Musically, the song was described as more melodic and catchy, and less aggressive, than the band's past music. Loudwire described it as having a "subdued vibe" in the choruses, with layers of guitar added gradually, until it "explodes" into the chorus, with heavy distorted guitars and melodic, soaring vocals.

==Track listing==
- Digital single

| No. | Title | Writer(s) | Length |
|---|---|---|---|
| 1. | "Bulletproof" | Lyrics: Sully Erna, Erik Ron; Music: Sully Erna, Shannon Larkin, Robbie Merrill, Tony Rombola | 2:57 |

==Music video==
The music video for "Bulletproof" was released in April 3, 2018. It features guest appearances by Billy Ray Cyrus and Sebastian Bach. The 10 minute video was created by director Troy Smith and producer/editor Noah Berlow.
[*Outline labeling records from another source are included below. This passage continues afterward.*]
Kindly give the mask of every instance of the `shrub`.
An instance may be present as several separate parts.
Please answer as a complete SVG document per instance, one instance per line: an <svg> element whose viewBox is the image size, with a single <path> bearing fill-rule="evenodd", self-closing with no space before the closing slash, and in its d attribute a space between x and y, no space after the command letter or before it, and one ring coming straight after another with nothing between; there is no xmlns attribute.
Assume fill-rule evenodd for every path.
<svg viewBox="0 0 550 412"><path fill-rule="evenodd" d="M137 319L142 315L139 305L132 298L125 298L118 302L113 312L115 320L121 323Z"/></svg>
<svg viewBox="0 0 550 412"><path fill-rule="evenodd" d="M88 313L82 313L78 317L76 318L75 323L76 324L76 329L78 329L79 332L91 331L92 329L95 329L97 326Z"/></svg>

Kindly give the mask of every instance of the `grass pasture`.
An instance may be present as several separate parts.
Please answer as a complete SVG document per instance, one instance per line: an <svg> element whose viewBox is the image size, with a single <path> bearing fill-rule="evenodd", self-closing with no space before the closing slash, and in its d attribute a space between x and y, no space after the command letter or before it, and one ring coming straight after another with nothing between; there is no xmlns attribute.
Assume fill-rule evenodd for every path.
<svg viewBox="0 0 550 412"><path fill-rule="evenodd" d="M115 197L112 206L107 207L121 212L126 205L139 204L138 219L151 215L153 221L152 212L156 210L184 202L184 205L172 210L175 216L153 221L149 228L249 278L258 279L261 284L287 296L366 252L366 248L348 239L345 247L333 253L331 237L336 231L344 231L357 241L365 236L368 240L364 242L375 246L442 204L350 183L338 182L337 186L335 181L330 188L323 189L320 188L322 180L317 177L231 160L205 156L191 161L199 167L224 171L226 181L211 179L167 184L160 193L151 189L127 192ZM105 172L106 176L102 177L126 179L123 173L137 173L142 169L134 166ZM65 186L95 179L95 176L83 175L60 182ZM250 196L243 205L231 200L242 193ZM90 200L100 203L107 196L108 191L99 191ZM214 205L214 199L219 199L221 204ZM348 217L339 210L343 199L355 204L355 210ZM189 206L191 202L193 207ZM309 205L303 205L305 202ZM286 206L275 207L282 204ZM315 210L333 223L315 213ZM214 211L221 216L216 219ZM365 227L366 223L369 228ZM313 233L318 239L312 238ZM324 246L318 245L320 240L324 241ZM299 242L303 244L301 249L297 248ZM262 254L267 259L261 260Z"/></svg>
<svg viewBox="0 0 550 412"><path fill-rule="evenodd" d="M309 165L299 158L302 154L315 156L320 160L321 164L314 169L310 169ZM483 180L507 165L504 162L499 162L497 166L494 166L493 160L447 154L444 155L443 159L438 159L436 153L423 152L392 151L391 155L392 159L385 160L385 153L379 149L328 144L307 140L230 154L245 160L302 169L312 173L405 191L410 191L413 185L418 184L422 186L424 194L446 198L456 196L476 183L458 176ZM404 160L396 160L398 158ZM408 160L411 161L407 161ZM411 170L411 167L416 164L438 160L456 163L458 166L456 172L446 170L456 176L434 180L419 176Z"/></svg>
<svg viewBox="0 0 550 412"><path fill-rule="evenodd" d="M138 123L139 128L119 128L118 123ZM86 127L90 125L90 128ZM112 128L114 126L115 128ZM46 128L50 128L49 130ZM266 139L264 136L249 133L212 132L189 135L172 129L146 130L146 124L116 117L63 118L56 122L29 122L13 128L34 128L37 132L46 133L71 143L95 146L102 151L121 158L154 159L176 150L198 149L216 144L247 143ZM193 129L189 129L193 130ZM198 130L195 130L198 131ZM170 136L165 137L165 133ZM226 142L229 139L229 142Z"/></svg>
The clip follows the band as they "audition" different directors to make their new music video, only to settle on Sully Erna's "cousin from Italy," Salvatore Pasquale. When asked about the making of the "Bulletproof" music video and the band's decision to take a comedic approach, Erna stated that "We just really enjoy having fun and laughing," adding, "Music is about entertainment just as much as it's about the art."

==Reception==
===Critical===
Reaction to the song has been mixed. Metal Injection sees the song as a "departure" for the band, instead opting for a "more melodic/catchy sound". MetalSucks however was critical of the new sound demonstrated by the song, comparing it to 3 Doors Down and pop music.

===Commercial===
Upon its release, "Bulletproof" entered multiple charts, including the Billboard Mainstream Rock Songs. The single debuted at number 24, making it the highest debut and greatest gainer in charting for the week. The single ultimately peaked at number one where it remained for five consecutive weeks, giving Godsmack their eighth number one single on that chart. When asked about the single's chart performance, Sully Erna admitted that, despite "Bulletproof" being "the most commercial song on the record", he was still pleased to see the fans embrace it. The single was certified platinum by the RIAA on September 24, 2020 for accumulating 1 million certified units, almost a year after it was certified gold for accumulating 500,000 certified units. In addition to it being certified platinum, "Bulletproof" was the most-played song on rock radio in 2018.

==Personnel==
Band

- Sully Erna – vocals, rhythm guitar
- Tony Rombola – lead guitar
- Robbie Merrill – bass
- Shannon Larkin – drums

==Charts==

===Weekly charts===

Weekly chart performance for "Bulletproof"
| Chart (2018) | Peak position |
|---|---|
| Canada Rock (Billboard) | 10 |
| US Digital Song Sales (Billboard) | 24 |
| US Hot Rock & Alternative Songs (Billboard) | 9 |
| US Rock & Alternative Airplay (Billboard) | 11 |

===Year-end charts===

Year-end chart performance for "Bulletproof"
| Chart (2018) | Position |
|---|---|
| US Hot Rock Songs (Billboard) | 17 |
| US Rock Airplay (Billboard) | 23 |

== Certifications ==

Certifications for "Bulletproof"
| Region | Certification | Certified units/sales |
| United States (RIAA) | Platinum | 1,000,000^{‡} |
^{‡} Sales+streaming figures based on certification alone.